Она снова взглянула на Рысса. Он молчал, как истина в последней инстанции.
– Значит, ты товарищ Елена, - спросил главред, - отдаешь предпочтение докладу Мастера?
Елена растерялась.
– Я пока никому предпочтения не отдаю, - сказала она, - я пока просто высказываюсь.
– Ну, ну, - произнес Мастер, - удивительно компетентных людей призывают сегодня решать судьбы советского театра.
– Дорогой мой, она от комсомола, - сказал, улыбаясь, Закберг.
– Надо же знать мнение юных наших товарищей.
– Мнение? Безусловно, безусловно, - сказал Мастер и тоже закурил, но что-то свое, чужеземное, извлеченное из маленького портсигара
Все проследили путь струйки, пытаясь углядеть в ней резон и решение. Но ничего не обнаружили - дымок и дымок.
– Я думаю, - сказал автор пьесы, - что оба плана великолепны, ничем уж они особенно не отличаются. Конечно, Мастер есть Мастер, но и второй план неплох, с хорошим пониманием дела, можно дать постановку в другом городе.
– Я согласен, - сказал Игорь, - хоть в Тмутаракани, мне пьеса нравится.
– Никакой речи о параллельной постановке, - сказал Мастер.
– Пьеса может быть скомпрометирована, это во-первых, вы же признаете ее вредной, и тогда все насмарку. Во-вторых, наш театр много гастролирует по республике, репертуар должен быть неповторим, тем более что затраты на постановку должны окупиться. И в договоре с театром так будет записано, если дело, конечно, дойдет до договора.
– То есть мне нигде больше свои пьесы и поставить нельзя?
– спросил автор.
– В таком виде, как она у вас написана, конечно. Вы же слышали экспликацию последнего оратора, пьеса, как он ее понимает, моментально становится идеологически вредной, ее можно повернуть и так, и эдак.
– Может, тогда лучше вообще не ставить?
– Нет, ставить надо, в ней много театральных достоинств, но недостатки могут быть преодолены, только если за работу возьмется наш театр.
Рысс замотал головой.
– Да уж, - сказал он, - да уж.
А больше ничего не сказал, обычно говорливый Рысс, пафос речи почему-то в этот раз хранил про себя.
– Так, может, я пойду?
– спросил Игорь.
– Извинюсь, что отнял у вас время, и пойду? Если все давно решено?
Главный редактор встал из-за стола, сел рядом с Игорем и обнял его за плечи.
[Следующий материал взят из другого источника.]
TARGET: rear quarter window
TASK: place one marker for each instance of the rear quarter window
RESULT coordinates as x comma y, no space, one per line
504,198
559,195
– Не огорчайся, браток! Ты думаешь, меня не прорабатывали? Еще как прорабатывали! А наших товарищей? Здесь на всех места живого нет. Твой план тоже не плох, я даже в толк взять не могу, чем оба плана уж очень отличаются.
– Работай с публикой, - раздражился Мастер.
– Я заставлю публику думать, как нужно театру и, следовательно, Советской власти, в другом же случае публике предлагается думать и дискутировать во время спектакля совершенно свободно.
– Так, именно так, - сказал Рысс и глаза его засверкали. А больше он ничего не сказал.
– Ой, можно я выйду?
– попросила Перегудина и смутилась.
– Я вернусь скоро, мне очень нужно.
– Не могли вы что ли, товарищ Елена, со всеми этими мелочами разобраться до заседания?
– возмутился редактор и оставил в покое Игоря. Что за индивидуализм? Важное дело делаем, кажется!
– Хорошо, я останусь, - сказала товарищ Елена и прикусила губу.
– Надо решить, - сказал Закберг.
– С одной стороны, мы выслушали план Мастера, он безупречен по тонкости, по подходу, но именно эта изысканность и элегантность постановки может выявить грубость и прямизну нескольких сценических положений и, возможно, потребует новой редакции пьесы.